Andie MacDowell is happy out of the spotlight

McClatchy-Tribune News ServiceAugust 8, 2013 

Though her job requires actress Andie MacDowell to be the center of attention, she’d rather be bird watching or poring over a good book. The star of projects like “Sex, Lies and Videotape,” “Groundhog Day,” “Jane by Design,” and spokeswoman for L’Oreal cosmetics, acknowledges she’s part introvert and part extrovert.

“I’m really both,” she says in a sunny hotel room in Beverly Hills. “There’s a deep piece of me that wants to be very personal and not share everything with everybody and not put it out there. There’s a piece of me that wants to hold on and not to have to be out in front. But there’s another part of me that’s perfectly fine with it. It’s almost a dual personality,” she says, smiling.

“I’m not a party person. I’m a nerd. I’m not an extrovert in that way at all. The things I enjoy doing could be boring to somebody else.”

The actress who’s starring in the Hallmark Channel’s first prime-time scripted series, “Debbie Macomber’s Cedar Cove,” says that while she was shy as a girl, she was equally determined.

“I used to joke that I wanted to join the circus. And I did – because we show up and when all the trailers are there in the morning on the set, they call that ‘the circus.’ And in a sense, I did join the circus because you’re traveling around and working with entertainers.”

MacDowell, a Gaffney native who dropped out of Winthrop University in 1978, became a star after roles in “Greystoke: The Legend of Tarzan, Lord of the Apes” in 1984 and “St. Elmo’s Fire” in 1985.

While in college she heard about the Elite Modeling Agency in New York, pocketed the $2,000 she’d saved up and hauled off to New York.

“My dad didn’t really want me to go because he wanted me to finish college, and I had no idea what I was going to do, but I said, ‘I’m sorry, I’m going.’ And I left. I didn’t even have a credit card.”

She blew most of her nest egg on a Ralph Lauren suit thinking it was required for interviews. “That was a joke because all you need are jeans and a T-shirt,” she says. “Also they don’t wear any makeup because they want to see what you look like without anything. I looked in magazines and fixed my makeup and my hair and went in with the suit on and found that was all wrong.”

She was hired practically on the spot and found herself on a dizzying array of modeling assignments beginning in Paris. “The first guy I met was Olivier Chandon, heir to Moet et Chandon (champagne), and he was my best friend.
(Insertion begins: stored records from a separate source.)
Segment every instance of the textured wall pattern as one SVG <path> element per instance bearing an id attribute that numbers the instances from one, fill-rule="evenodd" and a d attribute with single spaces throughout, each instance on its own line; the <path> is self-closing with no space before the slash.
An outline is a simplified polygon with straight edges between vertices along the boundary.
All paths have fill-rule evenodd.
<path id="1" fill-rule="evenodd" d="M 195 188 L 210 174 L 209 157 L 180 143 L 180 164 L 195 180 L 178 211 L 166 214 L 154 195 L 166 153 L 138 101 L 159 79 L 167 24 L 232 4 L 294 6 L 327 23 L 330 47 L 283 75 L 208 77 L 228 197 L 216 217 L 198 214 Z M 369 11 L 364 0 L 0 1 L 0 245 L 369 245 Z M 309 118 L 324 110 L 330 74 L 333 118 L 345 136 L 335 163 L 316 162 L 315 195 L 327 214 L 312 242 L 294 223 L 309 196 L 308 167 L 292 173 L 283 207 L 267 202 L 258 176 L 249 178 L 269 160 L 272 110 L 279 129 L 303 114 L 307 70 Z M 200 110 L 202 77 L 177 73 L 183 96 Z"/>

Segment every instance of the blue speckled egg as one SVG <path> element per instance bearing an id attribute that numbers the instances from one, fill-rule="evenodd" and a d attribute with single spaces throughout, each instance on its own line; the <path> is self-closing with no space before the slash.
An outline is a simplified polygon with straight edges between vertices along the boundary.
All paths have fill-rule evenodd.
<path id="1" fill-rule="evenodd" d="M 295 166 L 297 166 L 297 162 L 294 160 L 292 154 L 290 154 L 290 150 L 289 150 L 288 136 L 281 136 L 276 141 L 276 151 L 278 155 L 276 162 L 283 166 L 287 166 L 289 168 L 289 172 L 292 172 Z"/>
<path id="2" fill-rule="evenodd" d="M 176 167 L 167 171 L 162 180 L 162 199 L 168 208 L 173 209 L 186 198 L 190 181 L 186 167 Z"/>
He was very much like me. He didn’t drink, didn’t party. … I traveled all around. I had to go to all these countries by myself, travel around by myself, nobody was helping me. I barely could talk to my family because to call home then cost a fortune. I got a great education.”

That education led to her film career, two marriages and three children. The collapse of her first marriage was devastating, she says.

“It’s not really something I like to talk about. It’s interesting I say ‘my divorce’ because the second marriage was so fast it just wasn’t the same.

“And divorce is horrible. I wouldn’t wish that on my worst enemy. I don’t think it’s anything that’s ever completely resolved. That’s something I’m actually able to do on the show, with (the character) Olivia – when Olivia goes through a divorce. …

“I was able to use some of my own experiences with the loss of the love of your life, the loss of the father of your children. It’s a huge part in the life of many women I know. I can usually tell when a woman is going through a divorce because they look so gaunt and tired and sad. It’s just a huge sadness. It’s horrible. It’s like death, you mourn but the person’s still there.”

She probably wouldn’t marry again, she says. “I’m a pretty traditional person but I think we’ve come a long way in our ideas of what it means to be married or not married. …

“For me, it’s sad to say, but I would probably have a spiritual marriage but not a legal marriage, because I think so much about marriage starts to become about finances. It has nothing to do with God or feelings or the romantic side of marriage. It’s about who owns what, who gets what? So what’s the point?”

She enjoys her downtime at her ranch in Montana. “There are a lot of things I want to do there with conservation. My kids are really interested in conservation and they love animals, so I think the connection I really want to make is through the land and having to do with wildlife.

“I’ve already made a substantial commitment to wildlife by putting my land in the easement. It won’t be developed. It will remain there in perpetuity – will be there for the wild life.”